Zhi Zhao: Multivariate Bayesian variable selection in high-dimensional settings

Precision cancer medicine aims to determine the optimal treatment for each patient. In-vitro cancer drug sensitivity screens combined with multi-omics characterization of the cancer cells has become an important tool to achieve this aim. Analyzing such pharmacogenomic studies requires flexible and efficient joint statistical models for associating drug sensitivity with high-dimensional multi-omics data. We propose a structured multivariate Bayesian variable selection modelling framework for sparse identification of omics features associated with multiple correlated drug responses.

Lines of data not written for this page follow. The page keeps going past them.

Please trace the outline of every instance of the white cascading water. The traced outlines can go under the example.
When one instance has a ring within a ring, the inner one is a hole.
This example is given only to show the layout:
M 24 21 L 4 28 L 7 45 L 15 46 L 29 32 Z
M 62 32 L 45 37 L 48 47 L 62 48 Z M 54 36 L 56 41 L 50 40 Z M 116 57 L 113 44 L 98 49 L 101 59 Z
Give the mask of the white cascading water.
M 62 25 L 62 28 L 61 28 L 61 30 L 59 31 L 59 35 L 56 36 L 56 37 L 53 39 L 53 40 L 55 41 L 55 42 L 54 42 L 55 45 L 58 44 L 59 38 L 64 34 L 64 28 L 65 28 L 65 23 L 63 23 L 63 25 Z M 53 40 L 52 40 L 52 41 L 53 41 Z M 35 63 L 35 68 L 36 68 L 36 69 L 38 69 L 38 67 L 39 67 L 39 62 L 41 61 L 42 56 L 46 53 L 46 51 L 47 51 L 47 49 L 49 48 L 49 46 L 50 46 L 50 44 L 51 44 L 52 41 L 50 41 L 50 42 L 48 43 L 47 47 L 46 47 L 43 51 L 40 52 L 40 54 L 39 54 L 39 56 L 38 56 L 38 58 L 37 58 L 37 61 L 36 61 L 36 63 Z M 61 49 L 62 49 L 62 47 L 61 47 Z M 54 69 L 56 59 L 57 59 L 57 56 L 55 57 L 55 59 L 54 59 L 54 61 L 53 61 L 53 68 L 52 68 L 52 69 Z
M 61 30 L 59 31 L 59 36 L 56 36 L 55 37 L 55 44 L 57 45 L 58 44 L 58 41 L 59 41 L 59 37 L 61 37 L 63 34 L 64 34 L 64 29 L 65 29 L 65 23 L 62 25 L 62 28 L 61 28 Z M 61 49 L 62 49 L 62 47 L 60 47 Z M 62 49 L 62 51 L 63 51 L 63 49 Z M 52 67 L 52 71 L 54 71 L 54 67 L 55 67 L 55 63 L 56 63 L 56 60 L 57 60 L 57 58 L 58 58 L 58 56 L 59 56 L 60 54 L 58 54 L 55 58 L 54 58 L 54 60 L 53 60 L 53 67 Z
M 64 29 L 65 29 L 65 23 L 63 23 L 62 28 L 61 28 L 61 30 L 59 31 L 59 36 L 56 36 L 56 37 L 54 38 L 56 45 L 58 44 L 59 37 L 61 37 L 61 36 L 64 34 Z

We have provided an efficient implementation of a class of models in the BayesSUR R package (https://CRAN.R-project.org/package=BayesSUR). BayesSUR allows the specification of the models in a modular way, where the user chooses among three priors for variable selection and among three priors for covariance selection separately. Since many anti-cancer drugs are designed for specific molecular targets, our approach can make use of known structure between responses and predictors, e.g. molecular pathways and related omics features targeted by specific drugs, via a Markov-random-field (MRF) prior for the latent variable selection indicators of the coefficient matrix in sparse seemingly unrelated regression (SUR). The structure information included in the MRF prior can improve the model performance, i.e. variable selection and response prediction, compared to other common priors. The proposed approach is validated by simulation studies and applied to data from the Genomics of Drug Sensitivity in Cancer database, which includes pharmacological profiling and multi-omics characterization of a large set of heterogeneous cell lines. Finally, as an alternative to the SUR setup of the Bayesian models, we also suggest Gaussian copula models for multivariate responses of diverse types for identifying important variables from high-dimensional covariates.